Contemplate a contractor if you are not handy. Poorly installed playgrounds could be an additional hazard.
Playgrounds should be inspected routinely. Inspect particularly loose-fill, protective surfacing, and maintain the proper depth. The following conditions should be eliminated, corrected, or repaired promptly to prevent accidents:
Exposed equipment footings.
Scattered debris, litter, rocks, or tree roots.
Rust and chipped paint on metal components.
Splinters, large cracks, and decayed wood components.
Deterioration and corrosion on structural elements that connect into the ground.
Missing or broken equipment components, such as handholds, guardrails, swing chairs.
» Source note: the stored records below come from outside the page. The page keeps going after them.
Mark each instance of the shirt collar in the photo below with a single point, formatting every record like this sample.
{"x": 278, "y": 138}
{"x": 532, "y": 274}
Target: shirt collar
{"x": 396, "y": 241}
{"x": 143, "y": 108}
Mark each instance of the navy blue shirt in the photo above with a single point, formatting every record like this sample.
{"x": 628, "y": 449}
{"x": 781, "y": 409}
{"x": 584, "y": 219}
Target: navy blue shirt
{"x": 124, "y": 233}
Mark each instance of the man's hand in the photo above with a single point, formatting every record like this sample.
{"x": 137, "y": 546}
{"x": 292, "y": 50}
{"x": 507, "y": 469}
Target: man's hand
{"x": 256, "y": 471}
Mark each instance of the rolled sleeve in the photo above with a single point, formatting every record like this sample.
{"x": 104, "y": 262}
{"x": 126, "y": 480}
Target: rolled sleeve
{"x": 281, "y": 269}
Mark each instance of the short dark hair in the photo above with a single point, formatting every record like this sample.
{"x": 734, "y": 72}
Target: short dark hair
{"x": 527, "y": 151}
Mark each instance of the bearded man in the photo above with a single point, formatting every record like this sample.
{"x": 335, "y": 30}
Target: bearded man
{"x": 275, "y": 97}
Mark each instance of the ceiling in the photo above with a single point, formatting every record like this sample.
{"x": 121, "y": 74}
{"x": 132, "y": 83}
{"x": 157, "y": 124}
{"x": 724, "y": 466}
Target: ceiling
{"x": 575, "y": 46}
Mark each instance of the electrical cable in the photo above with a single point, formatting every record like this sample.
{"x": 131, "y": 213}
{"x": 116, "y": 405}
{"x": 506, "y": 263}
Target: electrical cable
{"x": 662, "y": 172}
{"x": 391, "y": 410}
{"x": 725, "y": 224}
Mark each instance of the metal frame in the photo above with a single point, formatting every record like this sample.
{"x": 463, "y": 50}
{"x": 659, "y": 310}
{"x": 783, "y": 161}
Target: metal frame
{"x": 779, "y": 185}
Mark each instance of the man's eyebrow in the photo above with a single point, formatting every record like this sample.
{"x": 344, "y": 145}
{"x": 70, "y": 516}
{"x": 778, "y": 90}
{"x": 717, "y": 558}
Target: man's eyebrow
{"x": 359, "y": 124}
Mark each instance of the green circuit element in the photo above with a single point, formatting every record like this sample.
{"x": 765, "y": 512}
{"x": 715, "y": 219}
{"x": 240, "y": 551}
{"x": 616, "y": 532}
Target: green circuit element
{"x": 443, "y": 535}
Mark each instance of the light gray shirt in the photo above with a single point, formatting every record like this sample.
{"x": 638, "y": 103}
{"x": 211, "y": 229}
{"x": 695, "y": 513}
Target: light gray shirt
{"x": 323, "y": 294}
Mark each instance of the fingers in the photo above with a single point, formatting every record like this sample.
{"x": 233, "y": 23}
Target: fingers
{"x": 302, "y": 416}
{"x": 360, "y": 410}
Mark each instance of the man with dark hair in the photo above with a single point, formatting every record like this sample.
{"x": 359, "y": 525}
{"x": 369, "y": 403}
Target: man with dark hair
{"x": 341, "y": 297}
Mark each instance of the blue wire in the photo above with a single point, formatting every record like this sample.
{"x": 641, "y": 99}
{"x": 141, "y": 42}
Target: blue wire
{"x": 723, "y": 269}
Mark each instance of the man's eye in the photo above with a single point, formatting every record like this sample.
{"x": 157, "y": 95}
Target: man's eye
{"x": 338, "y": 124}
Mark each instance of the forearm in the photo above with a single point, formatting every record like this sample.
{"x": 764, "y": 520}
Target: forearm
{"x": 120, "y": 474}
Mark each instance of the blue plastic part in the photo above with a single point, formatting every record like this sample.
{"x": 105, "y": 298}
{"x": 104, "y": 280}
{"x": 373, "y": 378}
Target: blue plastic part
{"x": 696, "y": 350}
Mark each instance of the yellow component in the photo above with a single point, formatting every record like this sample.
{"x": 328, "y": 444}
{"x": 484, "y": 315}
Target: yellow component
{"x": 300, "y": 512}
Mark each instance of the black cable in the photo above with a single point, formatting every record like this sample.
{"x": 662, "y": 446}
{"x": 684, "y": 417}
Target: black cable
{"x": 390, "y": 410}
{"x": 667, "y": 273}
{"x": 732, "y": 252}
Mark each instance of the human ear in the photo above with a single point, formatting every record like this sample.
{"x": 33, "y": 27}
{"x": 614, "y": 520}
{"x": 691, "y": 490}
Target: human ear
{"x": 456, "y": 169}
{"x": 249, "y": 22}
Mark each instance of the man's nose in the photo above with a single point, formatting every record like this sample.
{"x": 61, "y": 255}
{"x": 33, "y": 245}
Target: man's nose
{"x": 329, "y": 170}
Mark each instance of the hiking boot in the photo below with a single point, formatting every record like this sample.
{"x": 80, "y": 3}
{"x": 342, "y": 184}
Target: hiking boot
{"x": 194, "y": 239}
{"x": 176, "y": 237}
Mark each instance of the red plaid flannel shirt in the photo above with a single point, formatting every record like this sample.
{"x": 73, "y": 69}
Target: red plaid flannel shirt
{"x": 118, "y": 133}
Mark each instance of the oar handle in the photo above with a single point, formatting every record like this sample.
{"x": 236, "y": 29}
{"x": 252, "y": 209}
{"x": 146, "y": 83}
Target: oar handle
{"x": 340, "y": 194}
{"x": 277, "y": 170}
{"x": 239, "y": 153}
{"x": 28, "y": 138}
1. Install Guard Rails – Platforms over 30″ above the ground should have guardrails to prevent falls.
2. Avoid Unsafe Openings – Generally speaking, openings which are closed on either side, should be less than 3 1/2″ or more than 9″. Openings that are between 3′ 1/2″ and 9″ present ahead entrapment and strangling hazard.
3. Eliminate Pinch or Crush Points – There should be no exposed moving.
4. Never Wear Bicycle Helmets on the Playground – Bike helmets may get trapped in openings on playground equipment, resulting in strangulation or hanging.
5. Avoid Dressing Children around the Playground at Stringed or Loose Clothing. Loose clothes clothing strings, and stringed items placed around the throat can catch on playground equipment and strangle children.
Remember to oversee, and teach your child safe play. Teach your child not to walk or play close and to not tie ropes to park equipment.
It’s not hard to make your playground safe once you work from the ground up.
Install protective surfacing on the ground, use safety equipment, and keep your play place.